Leading with empathy in times of high pressure 

Incorporate these simple solutions into your routine to enhance your empathy skills as a leader.

We’ve all been in this situation before: the deadline is uncomfortably close, resources are scarce, and team members’ eyes are glazed over as they work exhausting 14-hour days to complete the remaining tasks. When your team is feeling this pressure, you wonder if chaos will ensue or if internal conflicts will bring the project to a grinding halt. We have witnessed this scenario many times, which can often be alleviated by understanding your team’s emotions and triggers.

As a leader, it is crucial to respond with empathy and compassion in these situations. No number of high-stakes meetings or ultimatums will enable your team to complete the project feeling satisfied. Moreover, their output could be better. We know the significance of language and word choice; empathetic leaders also recognize that emotions influence messaging and communication. Leading with empathy and compassion necessitates having laid some groundwork before a crisis emerges, starting with understanding what motivates your teams and how they perceive the world.

Let’s establish a common understanding by defining empathy, which differs significantly from sympathy. While both involve understanding and sharing the feelings of others, they differ in the level of emotional connection.

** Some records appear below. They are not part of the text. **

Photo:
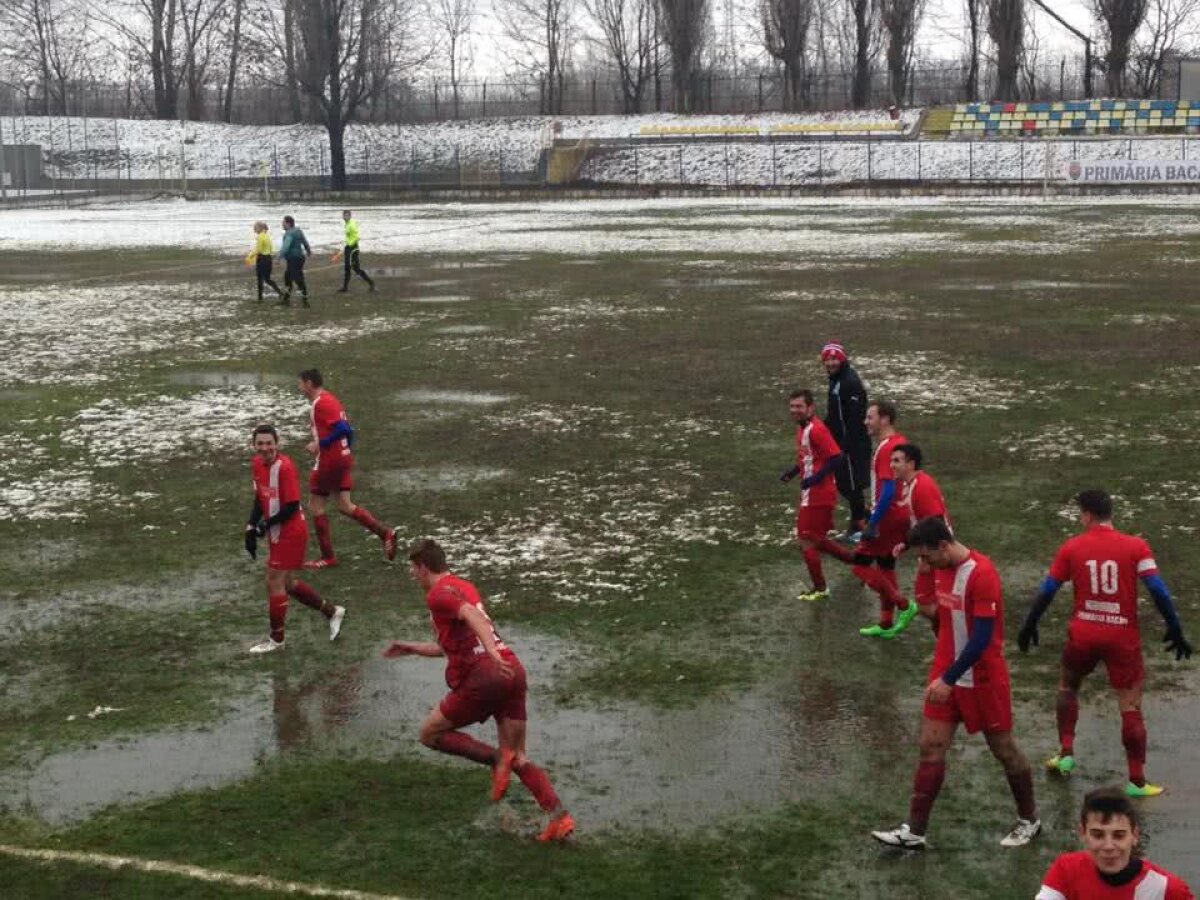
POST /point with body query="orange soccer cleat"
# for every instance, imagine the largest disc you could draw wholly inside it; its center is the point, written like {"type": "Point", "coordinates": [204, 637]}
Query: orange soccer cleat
{"type": "Point", "coordinates": [559, 828]}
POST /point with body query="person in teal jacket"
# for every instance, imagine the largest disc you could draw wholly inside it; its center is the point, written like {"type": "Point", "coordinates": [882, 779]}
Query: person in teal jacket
{"type": "Point", "coordinates": [294, 250]}
{"type": "Point", "coordinates": [351, 255]}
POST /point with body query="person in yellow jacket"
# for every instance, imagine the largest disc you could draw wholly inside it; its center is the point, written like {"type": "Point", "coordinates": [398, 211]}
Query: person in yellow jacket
{"type": "Point", "coordinates": [263, 252]}
{"type": "Point", "coordinates": [351, 255]}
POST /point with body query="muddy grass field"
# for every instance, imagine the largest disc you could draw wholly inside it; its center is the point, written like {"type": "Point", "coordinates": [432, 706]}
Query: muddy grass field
{"type": "Point", "coordinates": [588, 409]}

Sympathy acknowledges another person’s emotions, whereas empathy requires a deeper investment, involving a genuine understanding of those feelings. Empathy often necessitates putting oneself in another person’s shoes, resulting in a stronger connection. Strong relationships enable us to navigate high-stress and challenging situations more effectively.

Before challenging circumstances arise, take the time to get to know your team. Understand what motivates them, what deflates their spirits, how they prefer to receive information, and what causes stress; also, be aware of any personal situations that may affect their performance at work. I’m not suggesting prying for personal details, but if such information is voluntarily shared with you, take a moment to empathize with how those situations may feel and influence behavior during times of stress. Understanding these circumstances and emotions beforehand allows you to anticipate potential challenges at work and what your team members’ default coping mechanisms are.

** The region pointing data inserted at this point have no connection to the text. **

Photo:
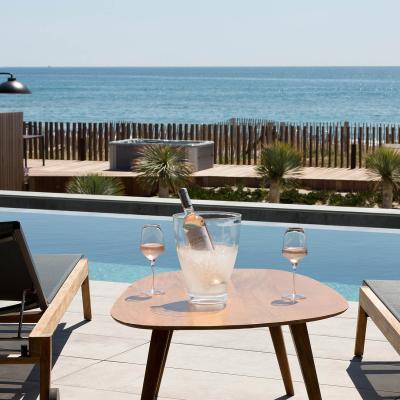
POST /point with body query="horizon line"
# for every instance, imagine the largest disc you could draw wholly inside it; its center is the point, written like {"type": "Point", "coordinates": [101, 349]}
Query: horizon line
{"type": "Point", "coordinates": [202, 66]}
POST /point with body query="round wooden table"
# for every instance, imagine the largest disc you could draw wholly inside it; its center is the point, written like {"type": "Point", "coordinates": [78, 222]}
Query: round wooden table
{"type": "Point", "coordinates": [254, 300]}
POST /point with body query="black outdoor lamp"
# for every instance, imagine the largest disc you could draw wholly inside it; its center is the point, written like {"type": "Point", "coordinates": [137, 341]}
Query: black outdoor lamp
{"type": "Point", "coordinates": [12, 86]}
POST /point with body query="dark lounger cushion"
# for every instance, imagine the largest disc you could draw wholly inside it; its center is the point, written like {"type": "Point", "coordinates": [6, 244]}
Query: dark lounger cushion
{"type": "Point", "coordinates": [53, 270]}
{"type": "Point", "coordinates": [389, 294]}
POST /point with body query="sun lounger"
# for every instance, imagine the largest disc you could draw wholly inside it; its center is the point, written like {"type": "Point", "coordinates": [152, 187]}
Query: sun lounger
{"type": "Point", "coordinates": [379, 300]}
{"type": "Point", "coordinates": [43, 286]}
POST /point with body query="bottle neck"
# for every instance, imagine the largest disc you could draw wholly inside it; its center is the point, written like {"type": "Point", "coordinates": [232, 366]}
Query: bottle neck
{"type": "Point", "coordinates": [188, 210]}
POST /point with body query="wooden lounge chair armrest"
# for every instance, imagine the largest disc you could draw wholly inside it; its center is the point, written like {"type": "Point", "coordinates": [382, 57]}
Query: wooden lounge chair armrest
{"type": "Point", "coordinates": [387, 323]}
{"type": "Point", "coordinates": [57, 308]}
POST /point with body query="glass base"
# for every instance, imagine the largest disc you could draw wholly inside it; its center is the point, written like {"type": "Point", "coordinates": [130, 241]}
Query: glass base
{"type": "Point", "coordinates": [208, 300]}
{"type": "Point", "coordinates": [153, 292]}
{"type": "Point", "coordinates": [293, 297]}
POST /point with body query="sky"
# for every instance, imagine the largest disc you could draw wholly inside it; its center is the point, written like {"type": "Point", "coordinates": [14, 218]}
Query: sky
{"type": "Point", "coordinates": [199, 32]}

There are several simple solutions you can incorporate into your routine today to enhance your empathy skills:

  • Actively listen during your one-on-one meetings: You likely already have one-on-one meetings with your team, but I encourage you to incorporate more active listening during these sessions. Pay attention to the emotions expressed alongside the issues. Is there a recurring pattern? Try to place yourself in their shoes without judgment, considering the circumstances.
  • Use assessment tools for perspective-taking: Various assessment tools can be used as team-bonding activities. A better understanding of one another should lead to increased empathy and connection. One valuable tool that I found recently is Cloverleaf; it provides insights into how I see the world as well as the perspectives of team members on a day-to-day basis. This allows me to understand motivations and points of view in a digestible manner rather than dedicating lengthy sessions to it.
  • Foster kindness in team meetings: Consider starting your meetings with people giving praise to each other instead of diving straight into business matters. These “praises” will provide insights into what emotionally uplifts your team and what they value. Conversely, be vigilant for inappropriate remarks that can be perceived as disrespectful, hurtful and damaging to trust among team members. Managing high-stress situations becomes an entirely different scenario when everyone already feels confident and secure.

Let’s revisit the scenario mentioned at the beginning of this article. You and your team have a pending deadline, and emotions run high. In the worst-case scenario where no empathy work has been done, you might not be aware that Tyab is concerned about his mother’s deteriorating health, or that Lara requires uninterrupted thinking time to solve complex problems. Additionally, the entire team might feel worn out and anxious because during team meetings, Dan consistently makes fun of people’s mistakes.

Now, let’s envision an alternative scenario. You’re still facing that deadline! This time, you have acknowledged Tyab’s concerns about his mother’s health and discussed work hours to ensure he can be present and focused. Because you understand that Lara requires time to think through concepts, you have paced the introduction of new problems accordingly. As a result, Lara’s solutions are brilliant and take the project to new heights. Finally, the entire team feels comfortable pushing their limits because there is no fear of making mistakes. By taking these steps, you have significantly mitigated the risks associated with the project.

Regularly practicing empathy allows us to better understand each team member, particularly during stressful times. Understanding these emotions enables us to frame our goal-setting and accountability conversations effectively. After all, it is often not just what was discussed that motivates people but also how the message was conveyed and received.